The code I have (included) always errors out with the following (see the line with 'Caused by'):
2018-07-26 13:42:48.688 [com.findology.tools.controller.TestEventGeneratorController-16d7cd06-4742-402e-a679-898b9ef78c41-StreamThread-1; AssignedStreamsTasks] ERROR -- stream-thread [com.findology.tools.controller.TestEventGeneratorController-16d7c\
d06-4742-402e-a679-898b9ef78c41-StreamThread-1] Failed to process stream task 0_0 due to the following error:
org.apache.kafka.streams.errors.StreamsException: Exception caught in process. taskId=0_0, processor=KSTREAM-SOURCE-0000000000, topic=com.findology.model.traffic.CpaTrackingCallback, partition=0, offset=962649
at org.apache.kafka.streams.processor.internals.StreamTask.process(StreamTask.java:240)

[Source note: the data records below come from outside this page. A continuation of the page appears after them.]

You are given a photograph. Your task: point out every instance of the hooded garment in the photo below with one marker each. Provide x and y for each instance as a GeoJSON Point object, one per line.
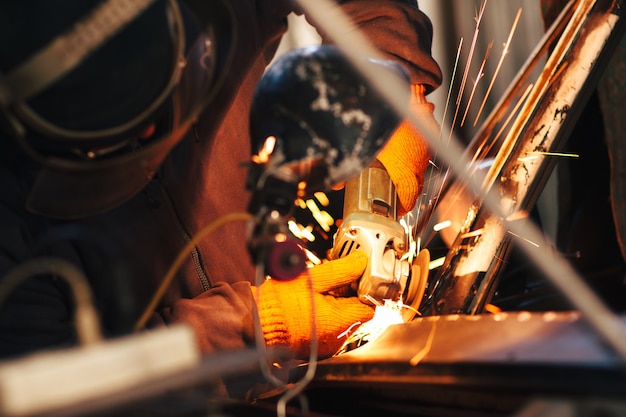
{"type": "Point", "coordinates": [126, 251]}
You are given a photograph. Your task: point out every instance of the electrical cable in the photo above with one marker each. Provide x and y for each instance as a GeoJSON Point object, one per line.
{"type": "Point", "coordinates": [185, 251]}
{"type": "Point", "coordinates": [85, 315]}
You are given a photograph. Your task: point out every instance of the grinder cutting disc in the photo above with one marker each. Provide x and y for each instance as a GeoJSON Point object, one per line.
{"type": "Point", "coordinates": [414, 291]}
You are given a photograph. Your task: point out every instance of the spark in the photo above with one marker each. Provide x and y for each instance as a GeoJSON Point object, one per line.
{"type": "Point", "coordinates": [477, 232]}
{"type": "Point", "coordinates": [264, 153]}
{"type": "Point", "coordinates": [415, 360]}
{"type": "Point", "coordinates": [520, 214]}
{"type": "Point", "coordinates": [442, 225]}
{"type": "Point", "coordinates": [505, 51]}
{"type": "Point", "coordinates": [472, 47]}
{"type": "Point", "coordinates": [523, 238]}
{"type": "Point", "coordinates": [322, 198]}
{"type": "Point", "coordinates": [436, 263]}
{"type": "Point", "coordinates": [506, 122]}
{"type": "Point", "coordinates": [493, 309]}
{"type": "Point", "coordinates": [324, 219]}
{"type": "Point", "coordinates": [479, 77]}
{"type": "Point", "coordinates": [445, 109]}
{"type": "Point", "coordinates": [537, 154]}
{"type": "Point", "coordinates": [301, 232]}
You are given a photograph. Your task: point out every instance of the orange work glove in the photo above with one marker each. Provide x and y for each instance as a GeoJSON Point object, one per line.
{"type": "Point", "coordinates": [285, 307]}
{"type": "Point", "coordinates": [405, 157]}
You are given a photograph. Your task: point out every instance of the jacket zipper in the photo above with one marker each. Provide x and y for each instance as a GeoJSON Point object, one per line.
{"type": "Point", "coordinates": [195, 255]}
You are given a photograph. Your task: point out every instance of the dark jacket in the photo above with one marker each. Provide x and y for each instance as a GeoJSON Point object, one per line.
{"type": "Point", "coordinates": [126, 252]}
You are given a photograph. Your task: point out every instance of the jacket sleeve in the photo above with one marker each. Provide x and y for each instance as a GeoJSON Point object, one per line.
{"type": "Point", "coordinates": [401, 32]}
{"type": "Point", "coordinates": [221, 317]}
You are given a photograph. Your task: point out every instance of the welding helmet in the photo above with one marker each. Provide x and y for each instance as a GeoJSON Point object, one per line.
{"type": "Point", "coordinates": [324, 120]}
{"type": "Point", "coordinates": [99, 92]}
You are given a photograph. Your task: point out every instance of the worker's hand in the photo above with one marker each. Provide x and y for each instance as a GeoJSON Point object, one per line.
{"type": "Point", "coordinates": [406, 155]}
{"type": "Point", "coordinates": [285, 306]}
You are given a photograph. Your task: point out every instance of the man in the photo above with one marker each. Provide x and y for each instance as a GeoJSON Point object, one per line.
{"type": "Point", "coordinates": [122, 202]}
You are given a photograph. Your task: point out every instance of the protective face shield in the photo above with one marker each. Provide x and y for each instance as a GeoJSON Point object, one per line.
{"type": "Point", "coordinates": [79, 93]}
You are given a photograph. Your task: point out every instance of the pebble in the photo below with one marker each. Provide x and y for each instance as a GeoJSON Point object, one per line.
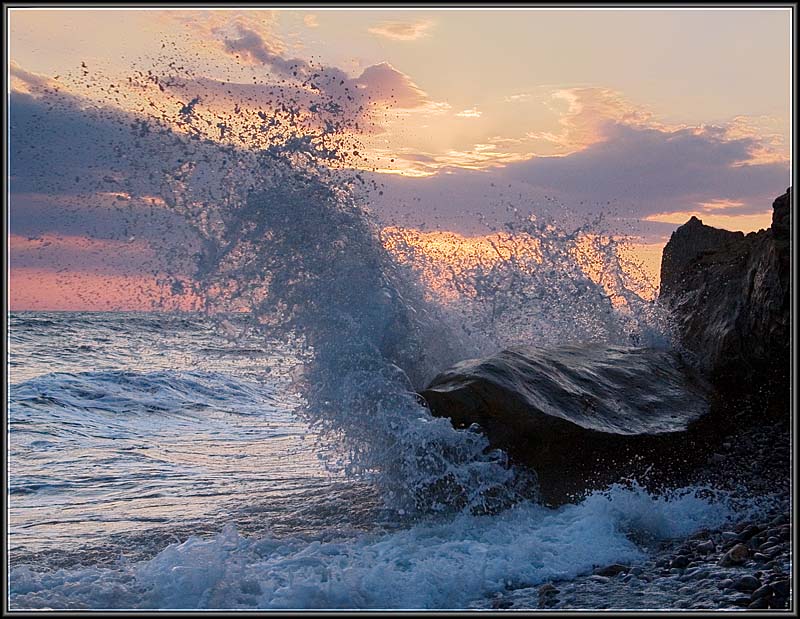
{"type": "Point", "coordinates": [611, 570]}
{"type": "Point", "coordinates": [781, 587]}
{"type": "Point", "coordinates": [738, 600]}
{"type": "Point", "coordinates": [707, 546]}
{"type": "Point", "coordinates": [596, 578]}
{"type": "Point", "coordinates": [748, 532]}
{"type": "Point", "coordinates": [747, 583]}
{"type": "Point", "coordinates": [548, 588]}
{"type": "Point", "coordinates": [735, 556]}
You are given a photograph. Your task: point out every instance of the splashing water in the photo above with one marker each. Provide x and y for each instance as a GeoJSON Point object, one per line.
{"type": "Point", "coordinates": [275, 200]}
{"type": "Point", "coordinates": [429, 565]}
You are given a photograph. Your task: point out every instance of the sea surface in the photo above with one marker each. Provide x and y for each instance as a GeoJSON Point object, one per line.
{"type": "Point", "coordinates": [157, 461]}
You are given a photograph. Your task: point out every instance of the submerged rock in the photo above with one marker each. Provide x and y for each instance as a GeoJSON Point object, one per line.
{"type": "Point", "coordinates": [729, 296]}
{"type": "Point", "coordinates": [580, 416]}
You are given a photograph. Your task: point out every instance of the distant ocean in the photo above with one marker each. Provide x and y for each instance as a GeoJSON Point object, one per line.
{"type": "Point", "coordinates": [154, 463]}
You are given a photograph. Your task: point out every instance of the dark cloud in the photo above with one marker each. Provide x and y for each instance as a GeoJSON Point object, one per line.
{"type": "Point", "coordinates": [649, 170]}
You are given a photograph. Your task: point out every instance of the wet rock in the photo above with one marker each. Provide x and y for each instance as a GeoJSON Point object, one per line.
{"type": "Point", "coordinates": [729, 293]}
{"type": "Point", "coordinates": [735, 556]}
{"type": "Point", "coordinates": [781, 588]}
{"type": "Point", "coordinates": [548, 589]}
{"type": "Point", "coordinates": [747, 583]}
{"type": "Point", "coordinates": [738, 600]}
{"type": "Point", "coordinates": [748, 532]}
{"type": "Point", "coordinates": [611, 570]}
{"type": "Point", "coordinates": [580, 416]}
{"type": "Point", "coordinates": [706, 547]}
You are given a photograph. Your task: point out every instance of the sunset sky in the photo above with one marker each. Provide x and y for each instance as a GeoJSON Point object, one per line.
{"type": "Point", "coordinates": [650, 115]}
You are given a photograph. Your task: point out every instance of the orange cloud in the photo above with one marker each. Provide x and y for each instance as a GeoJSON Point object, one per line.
{"type": "Point", "coordinates": [402, 30]}
{"type": "Point", "coordinates": [751, 222]}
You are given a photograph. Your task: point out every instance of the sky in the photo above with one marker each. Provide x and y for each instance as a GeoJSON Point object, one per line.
{"type": "Point", "coordinates": [651, 116]}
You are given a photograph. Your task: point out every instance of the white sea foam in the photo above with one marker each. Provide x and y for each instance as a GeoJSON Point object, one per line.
{"type": "Point", "coordinates": [436, 564]}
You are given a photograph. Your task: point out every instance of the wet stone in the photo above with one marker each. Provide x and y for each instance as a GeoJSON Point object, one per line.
{"type": "Point", "coordinates": [735, 556]}
{"type": "Point", "coordinates": [747, 583]}
{"type": "Point", "coordinates": [611, 570]}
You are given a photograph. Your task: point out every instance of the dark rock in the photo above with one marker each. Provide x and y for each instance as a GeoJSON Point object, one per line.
{"type": "Point", "coordinates": [735, 556]}
{"type": "Point", "coordinates": [611, 570]}
{"type": "Point", "coordinates": [781, 588]}
{"type": "Point", "coordinates": [729, 295]}
{"type": "Point", "coordinates": [749, 532]}
{"type": "Point", "coordinates": [763, 591]}
{"type": "Point", "coordinates": [706, 547]}
{"type": "Point", "coordinates": [747, 583]}
{"type": "Point", "coordinates": [548, 589]}
{"type": "Point", "coordinates": [759, 603]}
{"type": "Point", "coordinates": [580, 416]}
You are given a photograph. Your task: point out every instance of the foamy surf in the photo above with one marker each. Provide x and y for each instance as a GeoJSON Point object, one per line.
{"type": "Point", "coordinates": [439, 565]}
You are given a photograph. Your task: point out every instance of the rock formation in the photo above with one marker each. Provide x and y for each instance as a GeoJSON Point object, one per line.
{"type": "Point", "coordinates": [729, 296]}
{"type": "Point", "coordinates": [580, 416]}
{"type": "Point", "coordinates": [586, 416]}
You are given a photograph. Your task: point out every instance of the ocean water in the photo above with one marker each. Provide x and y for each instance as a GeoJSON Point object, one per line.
{"type": "Point", "coordinates": [270, 451]}
{"type": "Point", "coordinates": [155, 463]}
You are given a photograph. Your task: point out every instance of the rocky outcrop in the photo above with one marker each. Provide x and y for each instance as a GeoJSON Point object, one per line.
{"type": "Point", "coordinates": [580, 416]}
{"type": "Point", "coordinates": [586, 416]}
{"type": "Point", "coordinates": [729, 296]}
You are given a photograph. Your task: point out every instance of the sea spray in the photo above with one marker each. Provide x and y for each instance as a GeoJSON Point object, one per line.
{"type": "Point", "coordinates": [274, 196]}
{"type": "Point", "coordinates": [432, 564]}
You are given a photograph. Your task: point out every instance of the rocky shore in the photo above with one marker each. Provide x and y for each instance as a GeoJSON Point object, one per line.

at org.apache.kafka.streams.processor.internals.AssignedStreamsTasks.process(AssignedStreamsTasks.java:94)
at org.apache.kafka.streams.processor.internals.TaskManager.process(TaskManager.java:411)
at org.apache.kafka.streams.processor.internals.StreamThread.processAndMaybeCommit(StreamThread.java:922)
at org.apache.kafka.streams.processor.internals.StreamThread.runOnce(StreamThread.java:802)
at org.apache.kafka.streams.processor.internals.StreamThread.runLoop(StreamThread.java:749)
at org.apache.kafka.streams.processor.internals.StreamThread.run(StreamThread.java:719)
Caused by: org.apache.kafka.streams.errors.StreamsException: A serializer (key: org.apache.kafka.common.serialization.ByteArraySerializer / value: org.apache.kafka.common.serialization.ByteArraySerializer) is not compatible to the actual key or value type (key type: java.lang.Integer / value type: java.lang.Integer). Change the default Serdes in StreamConfig or provide correct Serdes via method parameters.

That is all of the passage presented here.